The second series is also comprised of two sets of computational experiments. In the first set of that series, the 16x7 matrices of Cases (presenting distributions of numbers of cases for each of the considered cancers diagnosed in 16 distinct five-year age intervals during seven time periods from 1975 to 2009) and Populations (men and women) living in the nine geographic areas, the matrices of Cases and Populations for the Eastern geographic area were used as input data for the CancerHazard@Age, while in the second set experiments, the matrices of Cases and Populations for the Western geographic area were used. In both sets of experiments, the time-period effects, the birth-cohort effects, the age-at-diagnosis effects, the population cancer hazard rates, the individual cancer presentation rates and the individual cancer resistance rates for the pancreatic, stomach, gallbladder, colon and rectum, liver and esophagus cancers, anchored to the 1990–1994 time period were determined. To do this, the value of the Period Index equal to four was used as the input parameter for the CancerHazard@Age tool.

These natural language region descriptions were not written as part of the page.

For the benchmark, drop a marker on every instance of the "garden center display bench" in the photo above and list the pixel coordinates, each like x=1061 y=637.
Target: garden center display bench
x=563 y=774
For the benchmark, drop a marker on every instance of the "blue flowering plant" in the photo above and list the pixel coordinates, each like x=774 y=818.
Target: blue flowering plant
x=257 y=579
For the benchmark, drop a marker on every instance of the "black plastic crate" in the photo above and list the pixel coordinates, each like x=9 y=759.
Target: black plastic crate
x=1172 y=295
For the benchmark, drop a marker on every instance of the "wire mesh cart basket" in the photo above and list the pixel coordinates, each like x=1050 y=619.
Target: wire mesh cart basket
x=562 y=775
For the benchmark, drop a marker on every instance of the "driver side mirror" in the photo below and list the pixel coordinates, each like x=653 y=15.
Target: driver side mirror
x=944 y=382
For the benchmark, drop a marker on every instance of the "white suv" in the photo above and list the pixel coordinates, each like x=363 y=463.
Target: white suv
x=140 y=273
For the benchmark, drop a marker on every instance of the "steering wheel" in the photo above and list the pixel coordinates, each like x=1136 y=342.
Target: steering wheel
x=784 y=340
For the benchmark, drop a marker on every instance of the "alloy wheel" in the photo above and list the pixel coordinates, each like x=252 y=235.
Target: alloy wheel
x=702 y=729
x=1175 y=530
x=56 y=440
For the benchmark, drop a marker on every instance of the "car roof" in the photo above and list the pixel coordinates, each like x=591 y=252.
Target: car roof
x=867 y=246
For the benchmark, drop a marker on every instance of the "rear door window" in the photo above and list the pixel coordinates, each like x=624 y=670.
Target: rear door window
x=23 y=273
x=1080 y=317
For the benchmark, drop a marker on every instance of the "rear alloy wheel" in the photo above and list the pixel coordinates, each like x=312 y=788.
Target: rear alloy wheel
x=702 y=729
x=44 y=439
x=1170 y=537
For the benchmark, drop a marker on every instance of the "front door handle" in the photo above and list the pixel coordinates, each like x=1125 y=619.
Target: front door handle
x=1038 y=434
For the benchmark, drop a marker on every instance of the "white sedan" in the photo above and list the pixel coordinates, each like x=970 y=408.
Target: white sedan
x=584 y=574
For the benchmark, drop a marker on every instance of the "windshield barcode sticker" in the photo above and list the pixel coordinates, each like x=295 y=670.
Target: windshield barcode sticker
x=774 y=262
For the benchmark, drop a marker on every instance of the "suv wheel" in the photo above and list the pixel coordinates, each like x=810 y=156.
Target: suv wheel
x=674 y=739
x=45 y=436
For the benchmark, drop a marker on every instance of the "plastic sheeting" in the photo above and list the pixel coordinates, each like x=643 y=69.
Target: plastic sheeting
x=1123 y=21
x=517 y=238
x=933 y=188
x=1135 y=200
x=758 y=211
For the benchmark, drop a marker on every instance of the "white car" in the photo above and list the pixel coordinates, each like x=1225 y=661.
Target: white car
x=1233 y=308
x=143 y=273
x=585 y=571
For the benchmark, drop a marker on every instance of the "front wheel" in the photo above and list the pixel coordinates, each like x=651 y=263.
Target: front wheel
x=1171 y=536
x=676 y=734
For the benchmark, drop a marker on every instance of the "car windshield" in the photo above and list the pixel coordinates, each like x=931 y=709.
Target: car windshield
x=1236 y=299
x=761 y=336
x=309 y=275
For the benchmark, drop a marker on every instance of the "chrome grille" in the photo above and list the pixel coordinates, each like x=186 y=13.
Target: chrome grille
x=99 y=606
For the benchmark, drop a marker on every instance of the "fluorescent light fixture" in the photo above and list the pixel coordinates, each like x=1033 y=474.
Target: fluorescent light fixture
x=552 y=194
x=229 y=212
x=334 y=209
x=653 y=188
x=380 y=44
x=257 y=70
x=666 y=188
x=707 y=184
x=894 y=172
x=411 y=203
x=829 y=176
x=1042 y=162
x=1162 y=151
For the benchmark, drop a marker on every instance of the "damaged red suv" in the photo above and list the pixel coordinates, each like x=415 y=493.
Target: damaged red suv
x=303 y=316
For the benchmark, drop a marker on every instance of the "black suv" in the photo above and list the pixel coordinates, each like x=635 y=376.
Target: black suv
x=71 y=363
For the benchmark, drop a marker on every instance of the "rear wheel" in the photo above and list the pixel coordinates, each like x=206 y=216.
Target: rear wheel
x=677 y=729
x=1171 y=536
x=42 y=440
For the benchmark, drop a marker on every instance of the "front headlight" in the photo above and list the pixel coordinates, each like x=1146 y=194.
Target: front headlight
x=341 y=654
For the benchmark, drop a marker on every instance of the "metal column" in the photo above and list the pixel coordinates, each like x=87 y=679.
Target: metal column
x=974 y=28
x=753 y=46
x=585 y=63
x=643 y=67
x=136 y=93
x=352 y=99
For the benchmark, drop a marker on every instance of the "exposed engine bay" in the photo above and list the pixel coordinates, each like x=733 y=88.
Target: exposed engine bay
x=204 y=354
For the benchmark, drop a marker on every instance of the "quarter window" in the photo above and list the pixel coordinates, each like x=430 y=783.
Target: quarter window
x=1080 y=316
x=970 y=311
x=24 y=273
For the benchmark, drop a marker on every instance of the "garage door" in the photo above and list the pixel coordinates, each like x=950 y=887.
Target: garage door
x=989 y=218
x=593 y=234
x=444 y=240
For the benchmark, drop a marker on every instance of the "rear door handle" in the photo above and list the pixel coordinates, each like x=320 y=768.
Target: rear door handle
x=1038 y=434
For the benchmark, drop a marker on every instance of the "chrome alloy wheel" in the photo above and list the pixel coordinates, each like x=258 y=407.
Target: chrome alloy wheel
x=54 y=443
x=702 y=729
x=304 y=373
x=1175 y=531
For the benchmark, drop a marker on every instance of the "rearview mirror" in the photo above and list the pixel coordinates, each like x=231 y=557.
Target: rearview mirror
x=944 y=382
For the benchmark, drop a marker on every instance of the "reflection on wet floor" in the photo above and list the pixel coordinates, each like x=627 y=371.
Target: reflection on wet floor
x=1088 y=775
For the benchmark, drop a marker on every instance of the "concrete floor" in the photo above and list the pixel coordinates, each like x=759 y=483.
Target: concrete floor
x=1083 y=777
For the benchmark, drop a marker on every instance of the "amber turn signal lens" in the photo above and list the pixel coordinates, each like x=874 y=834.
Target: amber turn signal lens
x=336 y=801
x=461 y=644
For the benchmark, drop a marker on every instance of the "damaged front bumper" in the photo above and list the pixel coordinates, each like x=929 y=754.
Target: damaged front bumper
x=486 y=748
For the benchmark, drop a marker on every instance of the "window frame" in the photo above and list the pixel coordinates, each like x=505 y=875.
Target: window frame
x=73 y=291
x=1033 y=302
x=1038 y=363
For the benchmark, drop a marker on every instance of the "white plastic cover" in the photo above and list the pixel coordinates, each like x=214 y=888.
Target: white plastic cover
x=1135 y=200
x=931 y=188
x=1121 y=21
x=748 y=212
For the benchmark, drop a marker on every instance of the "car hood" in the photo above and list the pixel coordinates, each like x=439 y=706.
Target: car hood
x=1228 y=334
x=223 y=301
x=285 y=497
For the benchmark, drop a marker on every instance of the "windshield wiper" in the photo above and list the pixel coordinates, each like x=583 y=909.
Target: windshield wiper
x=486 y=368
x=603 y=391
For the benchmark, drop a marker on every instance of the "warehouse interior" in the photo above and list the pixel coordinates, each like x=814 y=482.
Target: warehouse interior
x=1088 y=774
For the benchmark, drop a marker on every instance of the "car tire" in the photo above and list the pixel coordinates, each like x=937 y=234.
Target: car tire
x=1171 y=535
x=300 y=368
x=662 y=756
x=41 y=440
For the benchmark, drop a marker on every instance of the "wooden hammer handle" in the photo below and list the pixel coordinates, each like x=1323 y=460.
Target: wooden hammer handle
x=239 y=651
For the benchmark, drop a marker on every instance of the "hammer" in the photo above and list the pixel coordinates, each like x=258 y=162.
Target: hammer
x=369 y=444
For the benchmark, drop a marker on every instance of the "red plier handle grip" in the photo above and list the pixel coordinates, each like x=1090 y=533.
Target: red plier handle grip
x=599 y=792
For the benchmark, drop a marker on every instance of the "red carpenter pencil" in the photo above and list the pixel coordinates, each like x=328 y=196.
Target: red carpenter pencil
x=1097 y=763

Dependency of the carcinogenic characteristics of the GI cancers upon the time-period at diagnosis

Outcomes from the first series of computational experiments (see the Materials and Methods section) are exhibited in Fig 1, Fig 2, Fig 3 and Fig 4. Fig 1 shows the time-period effects (panels A), the birth-cohort effects (panels B), and the age-at-diagnosis effects (panels C) on the hazard of occurrence of pancreatic, stomach, gallbladder, colon and rectum, liver and esophagus cancers diagnosed in men who have lived during 1975–2009 in the Entire region, which includes the San Francisco-Oakland SMSA, Connecticut, Detroit, Hawaii, Iowa, New Mexico, Seattle, Utah, and Atlanta geographic areas. The effects are estimated by the time period of 1990–1994 (red lines) or the time period of 2005–2009 (blue lines), as well as the age interval of 70–74 taken as anchors. The error bars indicate 95% of the confidence intervals of the corresponding effects. The time-period effects, the birth-cohort effects and age-at-diagnosis effects that relate to the corresponding anchors, as well as the time period effects foregoing the anchored time period are presented without error bars (i.e. they are taken equal to zero). Fig 2 shows the similar effects in women.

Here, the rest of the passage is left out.